The incident that destroyed the now infamous Challenger space shuttle on the morning of January 28, 1986, forever changed the future of NASA's space programs; however, the true extent of the event spanned much further than anyone could have guessed. In the months following, after much of the original Challenger had been recovered and analysis of the crew's remains was completed, Dennis E. Powell of the Miami Herald’s Sunday magazine, Tropic, revealed that NASA had kept much of the story to themselves. They did this not out of respect for families but as a cruel PR move to help preserve their public opinion.

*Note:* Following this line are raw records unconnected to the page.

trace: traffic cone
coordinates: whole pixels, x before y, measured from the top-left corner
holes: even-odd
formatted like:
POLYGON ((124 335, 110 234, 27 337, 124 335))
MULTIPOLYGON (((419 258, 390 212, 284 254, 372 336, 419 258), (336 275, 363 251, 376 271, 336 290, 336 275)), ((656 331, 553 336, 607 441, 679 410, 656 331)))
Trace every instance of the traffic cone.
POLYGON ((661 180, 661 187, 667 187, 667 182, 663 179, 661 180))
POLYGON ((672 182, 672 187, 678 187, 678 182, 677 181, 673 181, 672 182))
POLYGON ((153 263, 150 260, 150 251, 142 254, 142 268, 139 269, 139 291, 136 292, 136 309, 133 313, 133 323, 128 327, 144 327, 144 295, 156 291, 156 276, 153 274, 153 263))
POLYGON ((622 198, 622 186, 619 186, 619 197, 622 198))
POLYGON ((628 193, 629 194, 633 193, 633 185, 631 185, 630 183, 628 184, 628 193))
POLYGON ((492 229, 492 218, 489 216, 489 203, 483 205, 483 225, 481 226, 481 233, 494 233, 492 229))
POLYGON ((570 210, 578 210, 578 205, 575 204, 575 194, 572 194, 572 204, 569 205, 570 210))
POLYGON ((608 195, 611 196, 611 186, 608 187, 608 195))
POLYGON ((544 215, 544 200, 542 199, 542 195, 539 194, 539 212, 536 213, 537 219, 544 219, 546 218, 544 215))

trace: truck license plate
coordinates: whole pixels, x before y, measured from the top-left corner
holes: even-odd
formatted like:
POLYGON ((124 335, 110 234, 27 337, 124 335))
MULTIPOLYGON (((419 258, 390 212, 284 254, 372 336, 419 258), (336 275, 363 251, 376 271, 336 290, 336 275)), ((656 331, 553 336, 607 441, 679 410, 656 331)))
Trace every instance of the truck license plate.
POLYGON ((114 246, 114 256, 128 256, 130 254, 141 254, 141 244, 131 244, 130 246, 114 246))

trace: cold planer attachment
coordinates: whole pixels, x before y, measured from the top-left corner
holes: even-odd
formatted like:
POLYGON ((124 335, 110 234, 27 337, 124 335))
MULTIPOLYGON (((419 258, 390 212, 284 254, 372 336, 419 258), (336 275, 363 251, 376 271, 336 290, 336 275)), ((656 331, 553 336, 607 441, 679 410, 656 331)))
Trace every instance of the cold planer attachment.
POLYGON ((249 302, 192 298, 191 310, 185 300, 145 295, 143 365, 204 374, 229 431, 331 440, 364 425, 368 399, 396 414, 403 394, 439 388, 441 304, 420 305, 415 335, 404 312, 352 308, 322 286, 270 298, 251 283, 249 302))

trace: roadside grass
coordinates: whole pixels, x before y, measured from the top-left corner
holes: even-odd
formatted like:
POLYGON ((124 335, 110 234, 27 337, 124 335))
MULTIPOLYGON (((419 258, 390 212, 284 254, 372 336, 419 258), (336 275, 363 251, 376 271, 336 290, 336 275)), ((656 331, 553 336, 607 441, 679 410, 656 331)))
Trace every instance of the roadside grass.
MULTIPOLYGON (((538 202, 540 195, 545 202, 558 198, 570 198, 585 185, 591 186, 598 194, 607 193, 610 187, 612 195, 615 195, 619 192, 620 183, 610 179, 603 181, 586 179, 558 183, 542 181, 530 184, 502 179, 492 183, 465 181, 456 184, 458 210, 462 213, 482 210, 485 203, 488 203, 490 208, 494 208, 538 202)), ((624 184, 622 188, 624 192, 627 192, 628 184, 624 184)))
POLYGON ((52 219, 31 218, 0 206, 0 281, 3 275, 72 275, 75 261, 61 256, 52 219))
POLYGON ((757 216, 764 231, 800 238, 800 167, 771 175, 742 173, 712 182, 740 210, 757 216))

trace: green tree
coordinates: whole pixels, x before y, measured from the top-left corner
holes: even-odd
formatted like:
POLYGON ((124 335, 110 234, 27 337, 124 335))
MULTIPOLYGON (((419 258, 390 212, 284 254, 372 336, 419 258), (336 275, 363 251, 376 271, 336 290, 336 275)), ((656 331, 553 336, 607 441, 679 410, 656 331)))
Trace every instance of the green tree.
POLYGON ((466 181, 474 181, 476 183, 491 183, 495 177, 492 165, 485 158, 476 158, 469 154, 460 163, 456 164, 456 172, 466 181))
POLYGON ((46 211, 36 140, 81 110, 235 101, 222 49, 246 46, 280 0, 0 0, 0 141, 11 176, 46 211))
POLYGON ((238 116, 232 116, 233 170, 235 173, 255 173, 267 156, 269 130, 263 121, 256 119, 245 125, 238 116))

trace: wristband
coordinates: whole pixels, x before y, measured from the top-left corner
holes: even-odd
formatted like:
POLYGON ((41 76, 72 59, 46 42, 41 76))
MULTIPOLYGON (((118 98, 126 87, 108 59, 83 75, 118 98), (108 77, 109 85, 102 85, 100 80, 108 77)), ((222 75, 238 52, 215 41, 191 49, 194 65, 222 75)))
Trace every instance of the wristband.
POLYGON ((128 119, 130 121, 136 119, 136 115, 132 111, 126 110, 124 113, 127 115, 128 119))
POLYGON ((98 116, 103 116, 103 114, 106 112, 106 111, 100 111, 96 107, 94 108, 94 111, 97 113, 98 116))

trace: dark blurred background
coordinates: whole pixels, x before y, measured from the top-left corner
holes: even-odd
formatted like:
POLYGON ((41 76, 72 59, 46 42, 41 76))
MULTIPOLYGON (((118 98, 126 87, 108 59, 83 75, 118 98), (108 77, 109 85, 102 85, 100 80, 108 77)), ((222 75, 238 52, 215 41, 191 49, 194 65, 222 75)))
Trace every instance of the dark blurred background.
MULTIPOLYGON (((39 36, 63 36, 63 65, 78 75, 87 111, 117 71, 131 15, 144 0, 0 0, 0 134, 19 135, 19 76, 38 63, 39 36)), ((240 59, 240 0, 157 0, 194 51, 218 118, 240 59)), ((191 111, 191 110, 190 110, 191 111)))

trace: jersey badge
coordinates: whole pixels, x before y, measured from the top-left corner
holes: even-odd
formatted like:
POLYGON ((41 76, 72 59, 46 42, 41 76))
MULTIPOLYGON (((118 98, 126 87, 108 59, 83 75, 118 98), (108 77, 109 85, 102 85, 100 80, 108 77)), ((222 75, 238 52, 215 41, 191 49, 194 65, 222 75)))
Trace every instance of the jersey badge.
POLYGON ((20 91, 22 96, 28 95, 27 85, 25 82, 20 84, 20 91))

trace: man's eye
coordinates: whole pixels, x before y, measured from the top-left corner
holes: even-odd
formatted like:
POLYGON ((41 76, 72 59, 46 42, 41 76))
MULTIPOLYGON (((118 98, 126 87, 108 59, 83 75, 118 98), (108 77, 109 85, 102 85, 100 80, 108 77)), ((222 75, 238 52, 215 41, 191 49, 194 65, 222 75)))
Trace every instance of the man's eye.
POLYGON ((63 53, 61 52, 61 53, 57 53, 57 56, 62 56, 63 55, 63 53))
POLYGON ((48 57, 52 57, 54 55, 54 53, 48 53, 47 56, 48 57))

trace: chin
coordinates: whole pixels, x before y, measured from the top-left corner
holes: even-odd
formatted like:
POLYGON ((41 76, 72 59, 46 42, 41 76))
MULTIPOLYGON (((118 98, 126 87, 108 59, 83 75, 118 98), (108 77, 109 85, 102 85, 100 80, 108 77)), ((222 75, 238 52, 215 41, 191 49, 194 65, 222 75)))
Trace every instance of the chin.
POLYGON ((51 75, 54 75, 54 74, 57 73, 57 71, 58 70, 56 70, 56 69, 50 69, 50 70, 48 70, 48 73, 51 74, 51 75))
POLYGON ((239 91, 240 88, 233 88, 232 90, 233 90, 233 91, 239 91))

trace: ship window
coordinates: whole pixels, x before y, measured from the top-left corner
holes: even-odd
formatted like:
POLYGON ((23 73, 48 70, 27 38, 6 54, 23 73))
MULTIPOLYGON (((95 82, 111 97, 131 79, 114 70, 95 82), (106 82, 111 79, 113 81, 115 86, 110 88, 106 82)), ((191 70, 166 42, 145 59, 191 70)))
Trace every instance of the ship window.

The shocking truth that NASA attempted to hide was that the crew of six astronauts and one schoolteacher aboard the Challenger that day had, in fact, survived the explosion and instead met their ends after they plummeted 12 miles into the ocean. Likely embarrassed by their own lack of foresight when it came to preparing the crew for what may have been a survivable loss of life, NASA withheld information and forced people to lie on their behalf in an effort to keep the general public - which had watched the explosion live on their televisions - in the dark.
A mere 73 seconds after lift off, the space shuttle Challenger was suddenly engulfed in flames. On the ground, people watching were struck by a confused silence as the broadcast announcement of the status of the astronauts' departure dramatically cut off; uncertainty flashed across their faces as they tried to figure out what was happening before their eyes.
What they had unknowingly witnessed was the explosion of one of the ship's rocket boosters that had failed at lift off. As people watching from the ground saw a fiery cloud engulf the rocket, on board "a sheet of flame swept up past the window of pilot Mike Smith, [and] there could be no question Smith knew — even in that single moment — that disaster had engulfed them." It is at this point that Smith can be heard uttering a final "uh-oh," the last thing captured by the in-flight recorder.
In the chaos of watching the lives of seven brave, adventurous individuals being engulfed in flames, it is hard to even consider the possibility that they survived - but they did. In photographs like the ones above, you can even see the ship escaping the blaze, though it certainly didn't get away unscathed.
The shuttle's cabin, though intact, was severely damaged on the outside, having lost both of its wings, but still managed to be propelled nearly three miles up into the sky before nose-diving down into the ocean 12 miles below. However, upon recovering what remained of the shuttle, NASA scientists determined that the cabin had survived the blast, meaning that those aboard had survived too.
After the Challenger slowly began to arch its way downward toward the ocean in a steady descent, it took 2 minutes, 45 seconds, for them to make their way to the surface of the ocean below. Yet, because the cabin fell at such a controlled pace without spinning out of control, it suggests that the ship never depressurized and the astronauts were likely conscious the whole time. In fact, it was discovered that the astronauts had even engaged their reserve oxygen packs during the fall in an attempt to survive.